Looking for the Spirit of My Daughter

Looking for the Spirit Robin Botie of Ithaca, New York, photographs a seagull at Stewart Park as she tries to connect with the spirit of her daughter who died.Weeks ago, I was walking by the pier across from Ithaca’s Stewart Park Pavilion, a favorite place of my daughter Marika. Friends had told me it was the time of the year when the veil between the physical world and the non-physical, or spiritual world, was at its thinnest. Meaning, if there was any time to reach out to my daughter who died, it was then. Not that I wasn’t already singing or talking to Marika almost every hour of every day. But it would be the best time to listen for her, to maybe hear her. So I was walking in the rain, in the park, with my camera. Looking for the spirit of my daughter.

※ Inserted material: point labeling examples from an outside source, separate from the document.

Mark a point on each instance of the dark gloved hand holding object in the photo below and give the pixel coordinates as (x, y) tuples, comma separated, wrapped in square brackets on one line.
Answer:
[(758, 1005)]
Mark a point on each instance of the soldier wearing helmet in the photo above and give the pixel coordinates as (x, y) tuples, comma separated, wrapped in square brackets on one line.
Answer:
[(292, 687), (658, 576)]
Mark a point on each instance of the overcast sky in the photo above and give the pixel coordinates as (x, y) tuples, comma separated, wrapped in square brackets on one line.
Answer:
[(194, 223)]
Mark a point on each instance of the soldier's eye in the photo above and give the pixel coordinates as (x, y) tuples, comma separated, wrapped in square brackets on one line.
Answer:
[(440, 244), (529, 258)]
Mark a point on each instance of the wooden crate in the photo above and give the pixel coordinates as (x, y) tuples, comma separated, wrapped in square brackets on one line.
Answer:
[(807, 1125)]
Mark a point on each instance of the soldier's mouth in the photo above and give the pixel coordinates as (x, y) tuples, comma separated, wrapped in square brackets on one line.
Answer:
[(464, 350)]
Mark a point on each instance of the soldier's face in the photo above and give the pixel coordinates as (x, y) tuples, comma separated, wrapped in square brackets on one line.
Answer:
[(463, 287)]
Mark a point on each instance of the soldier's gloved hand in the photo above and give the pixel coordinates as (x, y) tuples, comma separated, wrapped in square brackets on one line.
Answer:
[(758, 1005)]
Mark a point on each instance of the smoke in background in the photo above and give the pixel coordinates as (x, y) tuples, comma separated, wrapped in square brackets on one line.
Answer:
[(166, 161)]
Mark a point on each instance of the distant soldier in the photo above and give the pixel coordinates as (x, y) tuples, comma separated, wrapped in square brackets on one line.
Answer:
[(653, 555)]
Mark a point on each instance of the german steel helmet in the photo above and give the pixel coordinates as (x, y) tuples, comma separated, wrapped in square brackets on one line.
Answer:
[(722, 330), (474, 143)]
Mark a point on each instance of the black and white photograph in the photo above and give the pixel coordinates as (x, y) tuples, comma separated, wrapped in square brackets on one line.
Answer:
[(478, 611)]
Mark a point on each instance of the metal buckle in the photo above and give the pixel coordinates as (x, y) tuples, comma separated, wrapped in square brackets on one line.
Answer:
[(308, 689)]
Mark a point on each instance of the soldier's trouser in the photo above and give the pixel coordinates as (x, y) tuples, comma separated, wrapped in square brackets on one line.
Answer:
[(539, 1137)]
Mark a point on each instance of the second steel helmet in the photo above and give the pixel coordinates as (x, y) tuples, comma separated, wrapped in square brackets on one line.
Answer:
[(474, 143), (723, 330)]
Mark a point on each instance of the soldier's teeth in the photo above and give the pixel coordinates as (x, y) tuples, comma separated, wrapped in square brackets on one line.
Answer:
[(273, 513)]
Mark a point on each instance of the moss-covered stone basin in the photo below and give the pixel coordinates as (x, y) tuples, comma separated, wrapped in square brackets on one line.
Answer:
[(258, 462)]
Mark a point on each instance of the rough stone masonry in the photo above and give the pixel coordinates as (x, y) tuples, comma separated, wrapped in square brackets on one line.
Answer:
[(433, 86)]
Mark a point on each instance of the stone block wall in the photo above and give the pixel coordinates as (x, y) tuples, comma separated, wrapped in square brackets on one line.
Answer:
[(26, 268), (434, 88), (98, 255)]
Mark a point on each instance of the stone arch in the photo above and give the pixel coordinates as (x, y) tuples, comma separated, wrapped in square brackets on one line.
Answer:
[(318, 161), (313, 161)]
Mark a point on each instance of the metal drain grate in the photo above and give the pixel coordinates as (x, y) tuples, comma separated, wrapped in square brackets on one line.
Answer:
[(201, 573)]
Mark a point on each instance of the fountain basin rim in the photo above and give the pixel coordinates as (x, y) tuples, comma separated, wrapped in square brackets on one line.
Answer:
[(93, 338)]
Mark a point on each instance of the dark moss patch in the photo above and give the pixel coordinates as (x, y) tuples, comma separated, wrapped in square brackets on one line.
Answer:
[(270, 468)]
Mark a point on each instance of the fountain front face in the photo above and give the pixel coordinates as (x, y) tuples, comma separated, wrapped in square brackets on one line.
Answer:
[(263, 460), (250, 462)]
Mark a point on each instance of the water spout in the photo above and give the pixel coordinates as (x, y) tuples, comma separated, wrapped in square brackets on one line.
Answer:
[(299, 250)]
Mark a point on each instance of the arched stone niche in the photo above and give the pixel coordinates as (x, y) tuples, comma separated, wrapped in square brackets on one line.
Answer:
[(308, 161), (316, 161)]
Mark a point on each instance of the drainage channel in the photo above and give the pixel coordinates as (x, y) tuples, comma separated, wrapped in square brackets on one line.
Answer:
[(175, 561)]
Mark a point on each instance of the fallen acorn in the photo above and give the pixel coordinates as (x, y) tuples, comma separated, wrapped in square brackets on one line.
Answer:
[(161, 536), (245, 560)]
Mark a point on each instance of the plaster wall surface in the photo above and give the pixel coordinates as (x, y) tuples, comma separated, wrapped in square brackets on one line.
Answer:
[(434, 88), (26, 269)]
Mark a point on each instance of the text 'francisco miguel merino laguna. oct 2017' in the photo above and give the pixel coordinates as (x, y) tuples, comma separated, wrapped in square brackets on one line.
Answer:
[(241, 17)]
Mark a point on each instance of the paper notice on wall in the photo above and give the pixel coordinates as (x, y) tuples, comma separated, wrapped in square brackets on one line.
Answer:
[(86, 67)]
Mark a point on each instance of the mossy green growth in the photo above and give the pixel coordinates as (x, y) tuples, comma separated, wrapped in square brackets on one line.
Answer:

For years it had felt like Marika was watching me, sending occasional messages. But I haven’t been able to feel her, her presence, lately. Mediums had never really sensed her, so long ago I gave up seeking their help in finding her. People told me I was trying too hard or not trying hard enough. I was not open enough or not sensitive enough. Ask Spirit for a specific sign, friends more experienced in matters of the afterlife advised. But there’s no way I’ve ever been able to ask my dead daughter to leave an empty parking spot for me at Wegmans, or to send me a heron, or even just a feather. Although, if any of these ever happen to appear I’m more than likely to thank Marika for it. Mostly though, these days I go about believing her spirit is out there but doesn’t want to be bothered.

In Stewart Park a seagull was perched on a rail at the end of the pier. It watched as I slowly approached with my eyes hidden from view, glued instead to the bird’s image in the LCD screen of the camera. Aware the gull could fly off quickly at any moment, I began singing to it, in the hope of hypnotizing it to stay longer. A Kate McGarrigle song had been stuck in my head for days after seeing the Linda Ronstadt movie, a song I used to sing to my daughter when she was very young:

Some say the heart is just like a wheel/ When you bend it you can’t mend it/ But my love for you is like a sinking ship/ And my heart is on that ship out in mid-ocean.

I never got to see the bird, except through the camera. Viewing the digital images later in Photoshop, I was struck by how close it was to me. Without focusing on me, it had been aware of my every move. It didn’t take off until I looked up to meet it eye-to-eye.

Robin Botie of Ithaca, New York, photographs a seagull flying off over Cayuga Lake.